Serving Clovis, Portales and the Surrounding Communities
Any doubt that Congress is still in the grip of entrenched special interests, in this case the powerful teachers unions, is belied by a provision in the omnibus spending bill passed by the House last week and working its way through the Senate.
It would effectively end a successful program offering widened educational opportunity to poor and minority children in the nation’s capital, whose schools are particularly troubled and dangerous.
The D.C. Opportunity Scholarship Program started in 2004. It offers scholarships up to $7,500 to poor and minority children to attend private schools. The government schools in the District spend about $14,000 per student, but barely half those students ever graduate high school. One in eight D.C. students in a recent survey reported being assaulted or injured with a deadly weapon at school.
The program was carefully designed to produce comparative results so the outcomes of participating students can be assessed as scientifically as possible. Preliminary results are due in June, but surveys of parents whose children have taken advantage of the program — 1,800 this year — show overwhelming satisfaction with it.
Typical of parents’ attitude is the reaction of Deborah Parker, who has two children enrolled at Sidwell Friends School, chosen by President and Mrs. Obama for their children. “The mere thought of returning to public school frightens me,” Parker was quoted as saying in an editorial by the Washington Post, hardly an outpost of reactionary thinking. As the Post editorial went on to say: “Tell her, as critics claim, that vouchers don’t work, and she’ll list her children’s improved test scores, feeling of safety and improved motivation.”
The Opportunity Scholarship Program costs $14 million, a mere blip compared with the $100 billion allocated for education-related federal spending in the recently enacted “stimulus” bill. But it is important symbolically to teachers unions, which despise voucher programs.
Naturally, Congress chose a convoluted back-door method to shut down opportunity for the 1,800 mostly minority students in the program. Instead of shutting down the program outright, it requires it be reauthorized by Congress and then approved by the D.C. City Council. Most federal programs are reauthorized automatically.
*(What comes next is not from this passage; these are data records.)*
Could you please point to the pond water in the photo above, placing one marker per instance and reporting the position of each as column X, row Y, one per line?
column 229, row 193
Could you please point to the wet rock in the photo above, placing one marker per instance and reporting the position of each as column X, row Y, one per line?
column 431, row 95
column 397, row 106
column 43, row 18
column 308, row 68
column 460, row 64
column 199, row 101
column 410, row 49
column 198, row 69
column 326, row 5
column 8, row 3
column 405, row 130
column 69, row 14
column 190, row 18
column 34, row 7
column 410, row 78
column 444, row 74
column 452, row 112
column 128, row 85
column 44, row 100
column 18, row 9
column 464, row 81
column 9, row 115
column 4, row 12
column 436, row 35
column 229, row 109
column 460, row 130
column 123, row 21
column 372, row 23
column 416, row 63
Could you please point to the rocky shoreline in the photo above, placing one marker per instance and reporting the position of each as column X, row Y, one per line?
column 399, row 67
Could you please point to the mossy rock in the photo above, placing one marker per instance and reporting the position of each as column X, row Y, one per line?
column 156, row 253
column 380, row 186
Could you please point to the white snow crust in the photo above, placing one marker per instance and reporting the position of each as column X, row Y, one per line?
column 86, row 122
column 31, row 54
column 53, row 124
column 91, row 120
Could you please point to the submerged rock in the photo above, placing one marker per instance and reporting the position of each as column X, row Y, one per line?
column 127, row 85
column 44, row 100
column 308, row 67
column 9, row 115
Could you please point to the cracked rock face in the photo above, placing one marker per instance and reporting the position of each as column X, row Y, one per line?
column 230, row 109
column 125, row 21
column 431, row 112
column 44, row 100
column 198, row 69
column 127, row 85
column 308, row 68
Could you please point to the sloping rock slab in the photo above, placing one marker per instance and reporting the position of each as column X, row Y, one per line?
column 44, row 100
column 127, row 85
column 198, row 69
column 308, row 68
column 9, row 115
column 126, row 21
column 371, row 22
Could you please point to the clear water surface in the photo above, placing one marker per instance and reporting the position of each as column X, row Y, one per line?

As an earlier Post editorial noted, “Staff members on various House and Senate committees scoffed ... when we asked them about the chances of getting such a program reauthorized in less than a year.” Considering the present makeup and mood of Congress, the smart money would bet against any reauthorization at all.
When expanding federal spending on educational programs of dubious value, politicians are fond of proclaiming they are “putting children first.” This shameful action suggests that when it comes to real children seeking to improve themselves and actually doing so in the troubled city where the hallowed halls of Congress are located, children come last.